Plans changed for this economic development veteran, but a new job and a new pub keep him moving forward
Things weren’t supposed to turn out this way for the couple married for 38 years. Both had just retired and were looking forward to traveling, buying a lake house, enjoying their new grandchildren. But in August 2021, while they were sitting in their Simpsonville kitchen, June Conner Broad suffered a fatal heart attack.
“We worked our whole lives to get to a second act,” Van Broad says during a sprawling two-hour chat at a pizzeria in the Village of West Greenville. “She got cheated out of that. We got cheated out of that.”
But Broad is turning the tables on loss. In May, he opens an Irish restaurant, Conner Flynn’s, combining his wife’s maiden name and “Flynn,” from the street in Charleston where they first met.
“I wanted to do something to honor her in my life,” Broad says. He wipes his eyes, quickly, inconspicuously, then: “And I’m going to get emotional.”
Van Broad’s 2nd Act
Not for long, though. He’s eager to talk about what he calls his Second Act, Part II. Over a bowl of melting vanilla-bean ice cream and a glass of Montepulciano, an Italian red from the same Tuscan town he visited after June’s death, he alternates between faith-filled contemplation about grief and full-throated laughs as he leans back in his chair.
As for Part I of his Second Act—his newest day job, as it were—he recently joined a Greenville realty and property management company as business development director. He did pretty much the same work in the public sector for the previous 15 years, serving as the city of Mauldin’s community development director from 2015 until last March, and eight years before that as economic director for Fountain Inn.
It stands to reason, then, that his upscale pub is designed in part to help develop the soon-to-boom city of Woodruff. Or, as he puts it, “You create your own circumstances, those circumstances being in cities where they need something to propel them to the next level.”
His daughter, Walker Areiza, says that’s his approach to everything he does. “Anywhere he goes, he brings just so much enthusiasm and spirit and joy, so it’s been really cool to see over his lifetime—or at least, what I’ve seen in my lifetime—what he’s done and what he’s built everywhere he’s gone,” says Areiza, a tax specialist in Greenville.
But opening a restaurant? For someone who acknowledges that those have a daunting failure rate, he doesn’t come across as a man who knows much about failure.
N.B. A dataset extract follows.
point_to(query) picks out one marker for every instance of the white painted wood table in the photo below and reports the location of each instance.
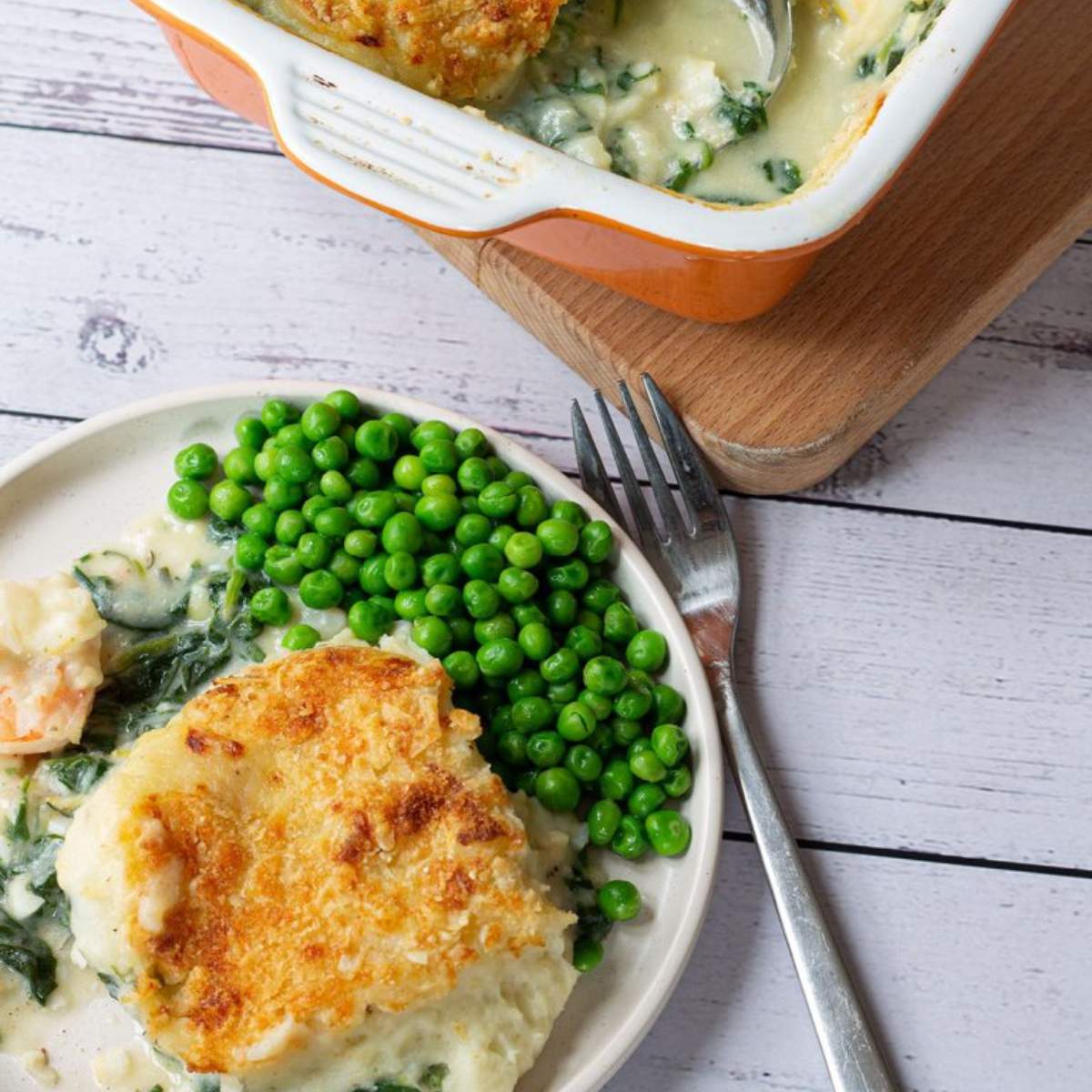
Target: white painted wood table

During his stint in the Golden Strip, he drove two major projects: the Mauldin Cultural Center, a $1.1 million effort for which he drummed up a $661,000 grant, and the $1.5 million renovation of the Younts Center for the Performing Arts in Fountain Inn, where he was also its director.
He credits the performing arts for helping grow both small cities, according to an Upstate Business Journal story last year.
He was, after all, an opera singer once and performed musical theater. In 1995, he graduated with a bachelor’s degree in music and business from the College of Charleston. His father, Boyd, was a Baptist preacher in the Holy City; Van also served for 11 years as music and youth minister at First Baptist Church in Fountain Inn, where he and June raised their children, Matthew Broad and Walker Areiza.
“He’s been through a lot in the last couple of years,” Areiza says of her dad. “He’s very resilient and a fighter, and to see him pull through and to keep inspiring others is really exciting. He is incredible. He inspires us all, for sure.”